Related parties; The directive provides increased scrutiny of related party transactions. Material transactions must be announced so that it is possible to assess whether the transaction is fair and reasonable for the company and its shareholders (other than the related party in question). Moreover, such transactions shall be approved “according to procedures which prevent the related party from taking advantage of its position and provide adequate protection for the interests of the company and of the shareholders…”. Member states may, but do not have to, provide that the transactions be approved by shareholders (again, not including the related party in question). Member states can also require that a report be produced and published on whether the transaction is fair and reasonable. The directive correctly requires increased transparency on related party transactions. The requirements in this regard have not necessarily been sufficient - annual disclosures based on IFRS requirements, for example, may be too general and come too late. At the same time, the directive, again correctly, did not provide for mandatory mechanisms which would allow an opportunistic minority, for example, to veto legitimate transactions between a company and a large shareholder. In this regard, it seems that jurisdictions with largely concentrated ownership were able to hold their positions in the EU legislative processes.

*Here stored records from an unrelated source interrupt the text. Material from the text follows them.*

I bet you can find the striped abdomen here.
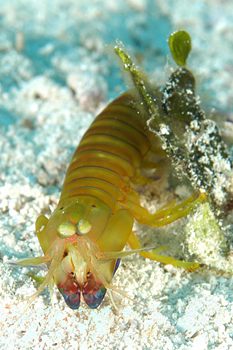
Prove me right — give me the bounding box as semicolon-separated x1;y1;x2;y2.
59;93;151;210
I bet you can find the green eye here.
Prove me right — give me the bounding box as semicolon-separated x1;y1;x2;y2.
77;219;92;235
58;222;76;238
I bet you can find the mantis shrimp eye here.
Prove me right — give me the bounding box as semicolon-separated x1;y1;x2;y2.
58;222;76;238
77;219;92;235
58;219;92;238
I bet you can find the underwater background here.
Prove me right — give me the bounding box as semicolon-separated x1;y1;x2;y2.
0;1;233;349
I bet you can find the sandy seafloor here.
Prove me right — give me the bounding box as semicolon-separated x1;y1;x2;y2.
0;1;233;349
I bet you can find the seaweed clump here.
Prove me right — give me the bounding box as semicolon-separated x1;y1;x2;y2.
115;31;233;272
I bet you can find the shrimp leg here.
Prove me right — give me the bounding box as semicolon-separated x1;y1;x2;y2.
127;231;199;271
122;191;207;227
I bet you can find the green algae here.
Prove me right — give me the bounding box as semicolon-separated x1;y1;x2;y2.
168;30;192;67
115;30;232;209
115;30;233;271
185;202;233;274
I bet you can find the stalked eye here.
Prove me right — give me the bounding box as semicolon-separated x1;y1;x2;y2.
58;222;76;238
77;219;92;235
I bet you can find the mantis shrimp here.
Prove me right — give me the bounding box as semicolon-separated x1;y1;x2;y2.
14;31;206;309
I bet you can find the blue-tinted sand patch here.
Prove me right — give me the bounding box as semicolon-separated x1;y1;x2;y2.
0;107;17;129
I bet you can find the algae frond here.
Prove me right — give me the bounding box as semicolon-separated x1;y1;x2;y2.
115;30;233;273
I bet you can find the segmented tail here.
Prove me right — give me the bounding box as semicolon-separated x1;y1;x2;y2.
59;93;151;210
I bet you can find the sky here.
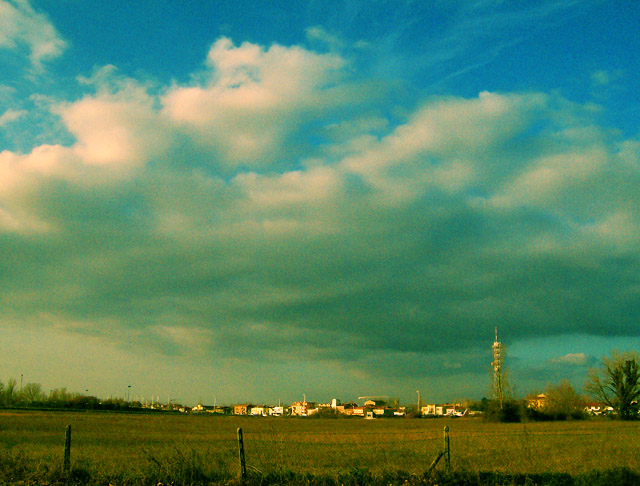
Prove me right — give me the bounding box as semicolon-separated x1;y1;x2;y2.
1;0;639;407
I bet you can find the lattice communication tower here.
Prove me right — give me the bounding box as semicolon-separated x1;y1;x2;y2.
492;327;505;408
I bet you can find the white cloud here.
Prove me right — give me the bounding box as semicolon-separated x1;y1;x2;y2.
551;353;593;366
341;91;547;205
236;166;339;208
489;148;608;211
0;144;83;233
305;26;346;51
0;144;79;192
60;86;171;168
0;0;66;69
582;211;639;254
0;108;26;126
162;37;361;171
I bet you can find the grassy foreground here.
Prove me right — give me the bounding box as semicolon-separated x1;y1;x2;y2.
1;410;639;485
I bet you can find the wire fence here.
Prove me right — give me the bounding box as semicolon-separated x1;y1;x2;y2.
234;419;640;476
2;411;640;481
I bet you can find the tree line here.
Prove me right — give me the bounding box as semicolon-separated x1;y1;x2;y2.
0;379;137;410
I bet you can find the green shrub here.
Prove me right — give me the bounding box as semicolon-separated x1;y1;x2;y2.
484;400;523;423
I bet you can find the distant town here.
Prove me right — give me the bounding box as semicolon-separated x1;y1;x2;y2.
169;398;470;418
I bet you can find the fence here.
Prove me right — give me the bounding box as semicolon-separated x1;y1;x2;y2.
45;422;453;481
237;424;452;482
1;411;640;482
224;419;640;477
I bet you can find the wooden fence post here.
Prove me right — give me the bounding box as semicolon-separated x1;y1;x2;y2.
63;425;71;473
237;427;247;483
443;425;450;473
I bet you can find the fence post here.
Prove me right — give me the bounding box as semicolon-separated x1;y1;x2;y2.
443;425;450;473
237;427;247;483
426;451;444;475
63;425;71;473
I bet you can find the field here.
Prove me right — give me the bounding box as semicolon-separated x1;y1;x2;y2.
1;410;639;485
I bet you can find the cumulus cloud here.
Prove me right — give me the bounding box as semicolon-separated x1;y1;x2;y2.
342;91;549;204
61;90;170;168
0;0;66;69
551;353;595;367
1;36;639;401
162;37;371;171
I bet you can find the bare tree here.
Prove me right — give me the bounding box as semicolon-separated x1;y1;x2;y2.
2;378;19;406
586;351;640;420
545;380;585;419
48;387;77;405
21;382;45;404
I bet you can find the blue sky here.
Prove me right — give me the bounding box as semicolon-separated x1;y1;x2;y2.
1;0;639;406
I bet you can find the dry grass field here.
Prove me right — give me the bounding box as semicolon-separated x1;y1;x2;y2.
1;409;639;484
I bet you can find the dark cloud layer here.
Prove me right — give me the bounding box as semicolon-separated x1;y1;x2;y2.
1;27;639;403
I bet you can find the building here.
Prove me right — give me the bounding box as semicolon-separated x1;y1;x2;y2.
250;406;270;416
422;404;437;415
234;404;252;415
351;407;365;416
290;401;310;416
393;407;406;417
270;406;284;416
422;404;465;416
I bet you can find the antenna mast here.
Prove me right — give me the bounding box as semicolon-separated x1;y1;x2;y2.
492;327;505;409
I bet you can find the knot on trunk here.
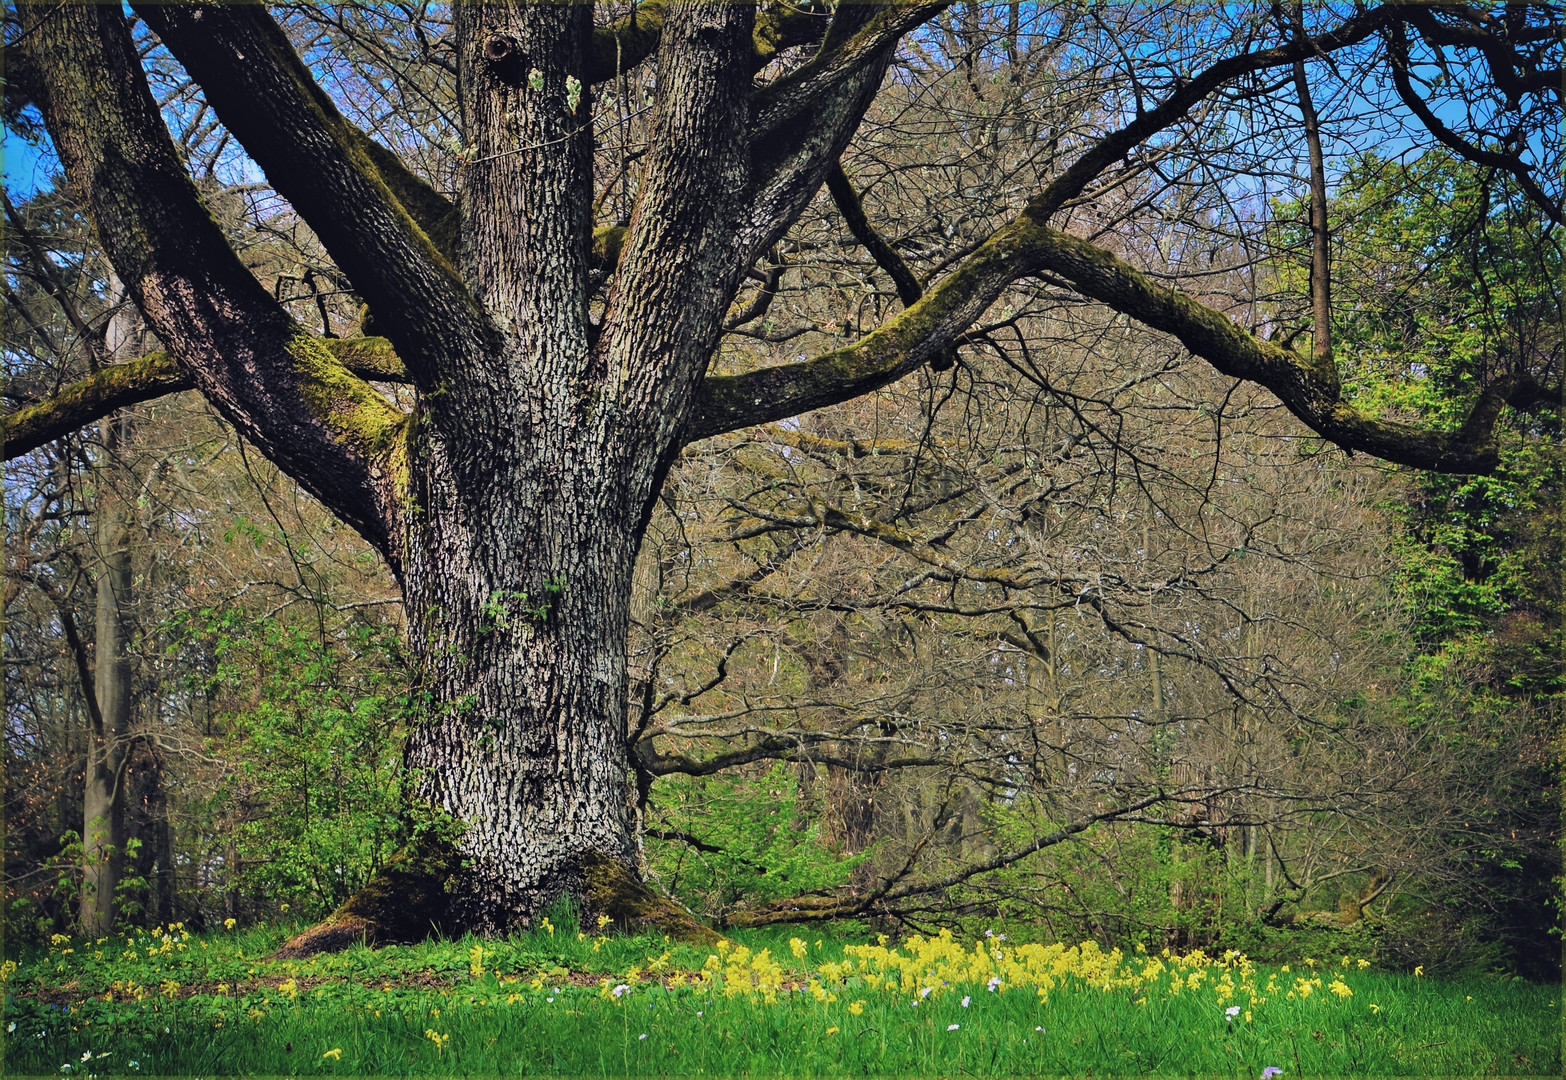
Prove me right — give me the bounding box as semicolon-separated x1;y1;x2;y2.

The Corporate Constituencies

From a political perspective the directive can be assessed based on how it affects the relative positions of different corporate constituencies, including shareholders (large and small), management and employees, as well as current political concerns related to corporate matters generally (an important aspect of corporate governance in the era post the financial crisis). Indeed, the directive was originally driven by political agendas resulting from the financial crisis. It was argued that corporate governance had provided inadequate mechanisms for the appropriate monitoring of management and of corporate risks. In fact, the directive states that “shareholders in many cases supported managers’ excessive short-term risk taking” and that shareholder monitoring may still be inadequate. Regulatory action pursued in the aftermath of a crisis could generally be expected to favour constituencies other than shareholders, to support protectionist tendencies and to cater to political agendas. The final outcome can be viewed favourably, as at the end of the day the directive did not significantly impede shareholder interests or promote other stakeholders at the cost of shareholders especially as regards the use of control rights. In this regard, the directive clearly reaffirms the primacy of shareholder interests in corporate governance in the EU.

EU Legal Strategies

SHRD II and the legislative process behind the directive may not reflect the best way to develop EU level corporate governance regulation. EU level regulation, as such, has promise for corporate governance in that nationally entrenched and inefficient structures can be side-lined and efforts made towards a more level playing field. However, the legal strategy and the legislative processes of the EU seem flawed. Detailed regulatory initiatives introduced by the Commission are subjected to intense negotiations and lobbying and often end up as watered down instruments – and in many cases rightly so where the effects of the original proposal have not been well investigated. A more general policy approach at the initial level would be appropriate – and then alternative mechanisms can be worked out to implement those policies in different institutional environments. Also, more detailed comparative analysis is still needed with respect to European company law and corporate governance to allow for more nuanced regulatory intervention at the EU level.